In our core tech exposure, Visa maintained solid momentum in its travel retail market. Microsoft also showed why it’s imperative that long-term investors continue to own software companies, as tech giants’ clients accelerate their IT transformations. As expected, Amazon.com disappointed markets after weakness in its ecommerce business. Amazon.com was always going to be a second-half-of-the-year story, with the ecommerce division currently lapping a tough prior period, which should start to dissipate by mid-year. Amazon Web Services continue to perform satisfactorily.
Our sentiment sensitive counters proved that companies can respond to their operating environment. Facebook parent company Meta cut expenditure to preserve profitability, while growing active users and engagement; something Netflix, which dragged the overall sector lower, was unable to do. PayPal rallied after the results, as the company still expects revenue growth in the low teens.
Outside of tech, our core holdings in Johnson & Johnson, United Health, Nestle, and Lockheed Martin, performed satisfactorily in a turbulent market, acting as stabilisers for the overall portfolio. Our exposure to energy, through refiner Valero and oil major Shell PLC, was supported by higher oil prices. Exposure to financials, including Blackrock, the largest asset manager in the world, remained under pressure from falling markets and GDP growth estimates, even though results were robust.
Geographically, Europe underperformed this year with portfolio companies such as Deutsche Post, which owns DHL, taking a beating from the ongoing war and uncertainty regarding the GDP growth of the continent. Results out this morning however beat analyst estimates. For most of our European holdings, we are of the view that the share prices factor in these risks, but volatility may persist in the near term. In Switzerland, recently introduced Richemont ended its first full month in the portfolios above our acquisition price, as sentiment towards luxury goods names start to turn positive, even as lockdowns in China persist.
Going forward you can rest assured that we continue to monitor current macro and company developments.

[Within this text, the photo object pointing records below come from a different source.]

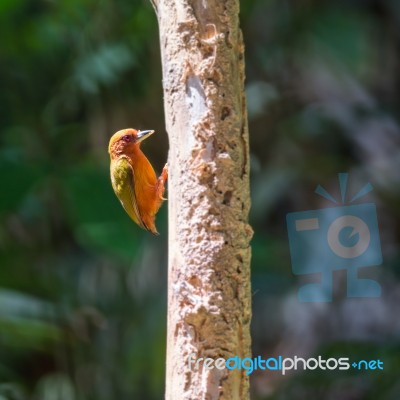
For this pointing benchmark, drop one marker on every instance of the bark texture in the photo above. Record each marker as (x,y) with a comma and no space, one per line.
(209,301)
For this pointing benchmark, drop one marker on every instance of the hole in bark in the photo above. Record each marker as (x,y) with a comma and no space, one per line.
(227,198)
(226,111)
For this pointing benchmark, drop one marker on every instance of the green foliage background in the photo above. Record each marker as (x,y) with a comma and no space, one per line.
(83,290)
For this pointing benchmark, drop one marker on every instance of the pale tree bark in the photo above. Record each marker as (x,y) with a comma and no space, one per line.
(209,301)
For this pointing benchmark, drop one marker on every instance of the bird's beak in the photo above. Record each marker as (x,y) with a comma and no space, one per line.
(143,135)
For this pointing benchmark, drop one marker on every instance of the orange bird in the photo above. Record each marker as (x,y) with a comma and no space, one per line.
(133,178)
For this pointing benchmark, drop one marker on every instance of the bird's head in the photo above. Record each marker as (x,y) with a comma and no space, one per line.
(126,140)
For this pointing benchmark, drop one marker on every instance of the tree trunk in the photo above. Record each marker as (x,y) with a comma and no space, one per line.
(209,300)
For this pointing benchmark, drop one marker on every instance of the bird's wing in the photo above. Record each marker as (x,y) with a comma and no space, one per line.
(123,182)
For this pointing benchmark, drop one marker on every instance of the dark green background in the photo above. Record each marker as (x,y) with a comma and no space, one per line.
(83,289)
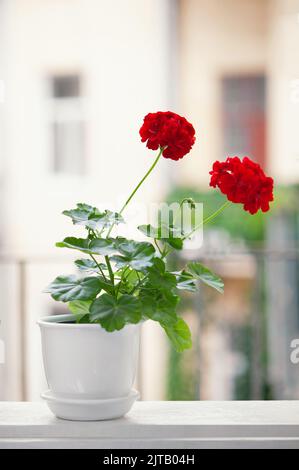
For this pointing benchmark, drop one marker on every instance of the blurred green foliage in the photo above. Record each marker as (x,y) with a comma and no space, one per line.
(238,223)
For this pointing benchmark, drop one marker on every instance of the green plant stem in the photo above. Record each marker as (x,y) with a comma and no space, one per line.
(204,222)
(138,186)
(102,272)
(111,274)
(142,180)
(209,219)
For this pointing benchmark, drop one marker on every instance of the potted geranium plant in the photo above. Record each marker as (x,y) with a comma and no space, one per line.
(90,355)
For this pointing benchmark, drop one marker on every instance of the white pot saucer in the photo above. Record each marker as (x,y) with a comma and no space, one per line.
(89,410)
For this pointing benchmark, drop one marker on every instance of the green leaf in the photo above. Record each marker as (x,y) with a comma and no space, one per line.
(92,218)
(88,265)
(80,308)
(204,274)
(67,288)
(137,255)
(159,277)
(159,305)
(96,246)
(185,281)
(113,314)
(102,246)
(81,244)
(179,335)
(167,234)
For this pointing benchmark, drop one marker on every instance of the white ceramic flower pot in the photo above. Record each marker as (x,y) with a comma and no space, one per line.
(90,372)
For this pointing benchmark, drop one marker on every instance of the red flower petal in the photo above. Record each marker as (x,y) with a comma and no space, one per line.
(169,130)
(243,181)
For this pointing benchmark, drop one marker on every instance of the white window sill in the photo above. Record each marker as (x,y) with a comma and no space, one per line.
(250,424)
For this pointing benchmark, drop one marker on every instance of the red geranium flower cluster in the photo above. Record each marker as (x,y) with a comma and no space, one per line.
(243,181)
(169,130)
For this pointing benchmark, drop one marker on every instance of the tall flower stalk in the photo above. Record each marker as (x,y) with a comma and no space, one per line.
(124,281)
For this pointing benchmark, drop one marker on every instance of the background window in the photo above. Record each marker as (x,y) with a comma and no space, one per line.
(67,125)
(243,117)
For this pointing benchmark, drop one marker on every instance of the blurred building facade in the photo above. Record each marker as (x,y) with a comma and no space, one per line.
(79,76)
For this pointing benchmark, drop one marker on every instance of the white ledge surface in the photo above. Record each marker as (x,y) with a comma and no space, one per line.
(149,425)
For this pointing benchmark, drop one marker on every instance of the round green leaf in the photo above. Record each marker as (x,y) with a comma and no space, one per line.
(113,314)
(207,276)
(137,255)
(67,288)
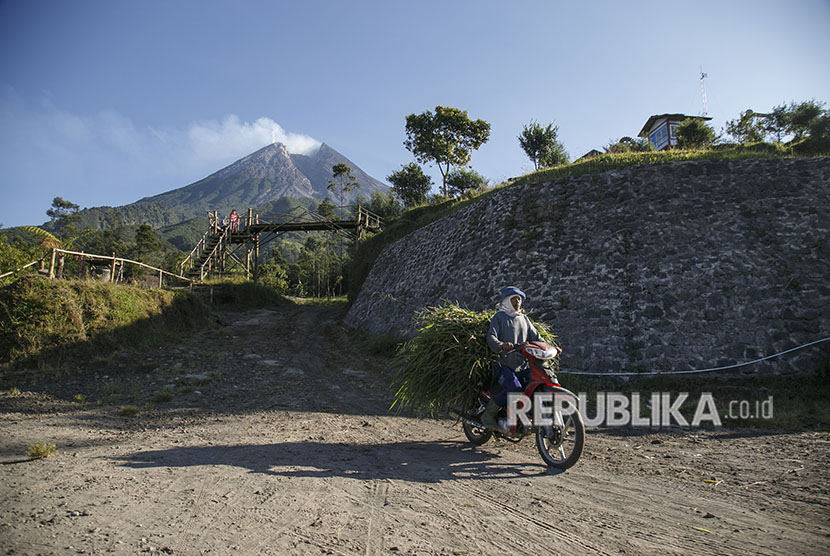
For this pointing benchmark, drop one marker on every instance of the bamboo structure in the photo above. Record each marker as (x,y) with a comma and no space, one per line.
(220,246)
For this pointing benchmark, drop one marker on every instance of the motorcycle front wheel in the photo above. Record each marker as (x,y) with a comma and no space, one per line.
(562,448)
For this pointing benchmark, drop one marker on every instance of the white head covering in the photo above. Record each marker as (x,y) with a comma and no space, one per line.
(506,306)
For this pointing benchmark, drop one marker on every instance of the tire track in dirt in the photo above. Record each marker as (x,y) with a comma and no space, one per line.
(377,500)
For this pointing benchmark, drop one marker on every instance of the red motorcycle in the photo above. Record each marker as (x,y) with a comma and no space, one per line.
(543,408)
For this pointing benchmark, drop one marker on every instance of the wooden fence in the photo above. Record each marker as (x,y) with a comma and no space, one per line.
(114,266)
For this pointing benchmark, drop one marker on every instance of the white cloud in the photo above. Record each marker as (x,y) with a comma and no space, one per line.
(106,159)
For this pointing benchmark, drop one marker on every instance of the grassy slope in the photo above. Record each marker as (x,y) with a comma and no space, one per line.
(44,324)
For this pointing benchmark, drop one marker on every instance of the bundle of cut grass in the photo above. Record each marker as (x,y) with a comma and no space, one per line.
(447,362)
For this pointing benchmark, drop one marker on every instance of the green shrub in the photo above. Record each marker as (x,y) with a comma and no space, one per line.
(40,450)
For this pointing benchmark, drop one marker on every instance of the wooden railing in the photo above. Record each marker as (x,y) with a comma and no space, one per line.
(113,264)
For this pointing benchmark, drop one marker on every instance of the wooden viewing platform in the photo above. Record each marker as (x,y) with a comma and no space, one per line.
(221,245)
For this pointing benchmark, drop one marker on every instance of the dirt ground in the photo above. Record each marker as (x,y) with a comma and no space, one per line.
(271,436)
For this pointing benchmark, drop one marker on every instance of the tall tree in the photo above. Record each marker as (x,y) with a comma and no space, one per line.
(342,180)
(807,119)
(410,184)
(64,214)
(445,138)
(542,146)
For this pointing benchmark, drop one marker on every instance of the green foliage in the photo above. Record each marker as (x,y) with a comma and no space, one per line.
(464,182)
(63,214)
(15,256)
(342,180)
(41,450)
(326,209)
(445,138)
(694,133)
(542,146)
(410,184)
(448,361)
(750,127)
(384,205)
(43,322)
(272,274)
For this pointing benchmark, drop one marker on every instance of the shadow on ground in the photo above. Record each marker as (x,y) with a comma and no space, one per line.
(424,462)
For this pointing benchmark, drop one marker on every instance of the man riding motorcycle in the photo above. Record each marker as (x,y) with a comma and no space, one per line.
(508,327)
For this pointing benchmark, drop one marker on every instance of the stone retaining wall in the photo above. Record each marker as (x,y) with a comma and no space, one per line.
(667,267)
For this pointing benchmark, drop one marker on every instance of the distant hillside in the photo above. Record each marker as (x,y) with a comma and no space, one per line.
(255,181)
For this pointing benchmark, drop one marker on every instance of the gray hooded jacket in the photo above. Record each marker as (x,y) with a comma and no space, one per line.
(516,330)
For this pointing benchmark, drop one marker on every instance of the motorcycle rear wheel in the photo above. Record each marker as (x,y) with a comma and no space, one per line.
(562,448)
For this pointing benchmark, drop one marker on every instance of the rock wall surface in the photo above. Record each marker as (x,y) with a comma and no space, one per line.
(676,266)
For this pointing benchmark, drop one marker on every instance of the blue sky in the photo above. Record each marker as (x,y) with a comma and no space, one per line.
(106,102)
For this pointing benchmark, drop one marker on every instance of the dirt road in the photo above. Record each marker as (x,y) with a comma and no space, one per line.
(282,445)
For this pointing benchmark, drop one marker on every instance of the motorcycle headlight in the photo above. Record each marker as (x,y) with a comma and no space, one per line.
(543,354)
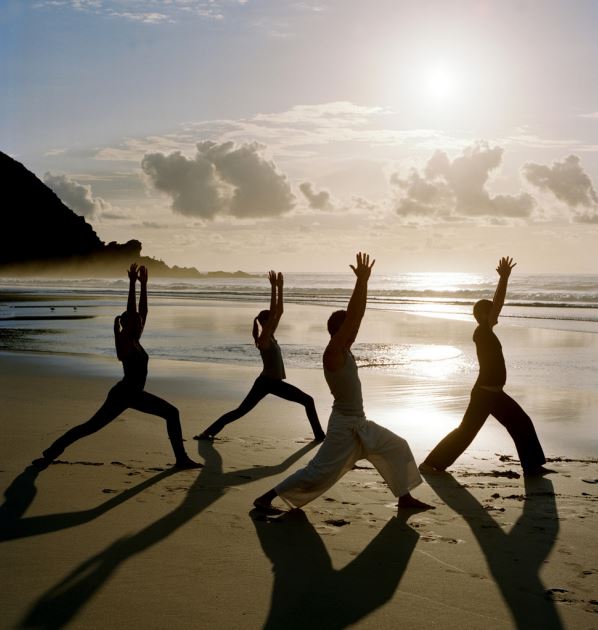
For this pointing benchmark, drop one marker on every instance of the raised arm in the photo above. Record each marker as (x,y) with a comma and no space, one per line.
(118,344)
(276,308)
(131,305)
(143,294)
(505,265)
(344,338)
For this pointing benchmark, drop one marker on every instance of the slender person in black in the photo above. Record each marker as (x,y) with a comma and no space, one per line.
(271,379)
(129,392)
(487,395)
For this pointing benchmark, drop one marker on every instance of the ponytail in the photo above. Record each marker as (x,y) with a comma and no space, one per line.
(255,331)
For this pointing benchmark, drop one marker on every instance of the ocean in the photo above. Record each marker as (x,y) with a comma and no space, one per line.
(75,316)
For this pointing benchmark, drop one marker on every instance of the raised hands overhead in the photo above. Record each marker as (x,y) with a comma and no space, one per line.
(142,274)
(363,268)
(505,265)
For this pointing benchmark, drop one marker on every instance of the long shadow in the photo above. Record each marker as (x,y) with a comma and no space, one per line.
(59,605)
(309,593)
(21,492)
(514,558)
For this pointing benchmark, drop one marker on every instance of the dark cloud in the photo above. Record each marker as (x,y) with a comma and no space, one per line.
(221,179)
(76,196)
(569,183)
(453,189)
(318,201)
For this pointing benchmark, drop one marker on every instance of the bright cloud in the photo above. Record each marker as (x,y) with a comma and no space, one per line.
(148,12)
(456,189)
(317,200)
(221,179)
(569,183)
(76,196)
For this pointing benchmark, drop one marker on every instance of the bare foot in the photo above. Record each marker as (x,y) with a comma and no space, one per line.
(187,464)
(407,502)
(426,469)
(204,436)
(538,472)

We have an adequate cash position in the global share portfolios and will continue to invest in global franchises and large growth counters that can grow, irrespective of current economic realities. This does not mean that we are oblivious to current portfolio risks, such as higher energy prices or rising interest rates, and we will allocate a percentage of the portfolio to names that benefit from those and other trends, justified by valuations.